Quatre communes dépassent le seuil de 10% de logement social sur son territoire (Anderlecht, Evere, Ganshoren et Watermael-Boitsfort). A l’inverse, dix communes sont en deçà des 6% (Auderghem, Etterbeek, Forest, Jette, Ixelles, Koekelberg, Saint-Gilles, Schaerbeek, Uccle, Woluwe-Saint-Pierre). Les communes sont assez disparates sur le sujet, mais malgré tout, la secrétaire d’Etat ne voit pas d’un bon œil d’éventuelles sanctions financières contre les mauvais élèves comme il en existe en Wallonie et en Flandre :" J’ai été à la rencontre des échevins et bourgmestre dans chacune des dix-neuf communes pour trouver un accord sur les projets déjà prévu sur leur terrain communal respectif. Je prône donc la concertation. Mais par contre, c’est vrai que les charges d’urbanisme sont aujourd’hui exclusivement consacrées à la construction des logements à finalité sociale dans les communes."

L’accord de gouvernement bruxellois sur les terrains publics est insuffisant

L’accord de majorité pour la constitution du gouvernement bruxellois prévoit un quota de 50% de logements à finalité sociale pour tout nouveau quartier entrepris sur des terrains publics régionaux.
Pour Anne Bauwelinckx, chargée d’analyse au "Rassemblement bruxellois pour le droit à l’habitat", c’est trop peu :

Vu la raréfaction du foncier public, cela devrait être 100% du logement public sur des terrains publics. Néanmoins le quota est utile puisqu’il n’existait pas avant, même s’il devrait être relevé.

Un quota que la secrétaire d’Etat juge également insuffisant.

 

36 mille logements sociaux à rénover sur 39 mille

"Lors des dernières négociations budgétaires, j’ai obtenu une enveloppe budgétaire de 550 millions d’euros pour rénover trente-six mille logements sociaux, détaille Nawal Ben Hamou.
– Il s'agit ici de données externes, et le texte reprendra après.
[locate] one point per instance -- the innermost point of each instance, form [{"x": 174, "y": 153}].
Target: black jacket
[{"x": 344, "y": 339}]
Le locataire du logement social est l’oublié du climat car il paie parfois beaucoup plus en charge qu’en loyer. C’est énorme mais dans rénovation il faut comprendre tout type de rénovation, grande ou petite, ainsi que les interventions techniques. On a aussi également baissé les délais d’urbanisme pour tous les projets qui incluent minimum 25% de logements sociaux."

La secrétaire d’Etat annonce des objectifs chiffrés en espérant apporter une solution à vingt mille Bruxellois d’ici la fin de sa législature en 2024.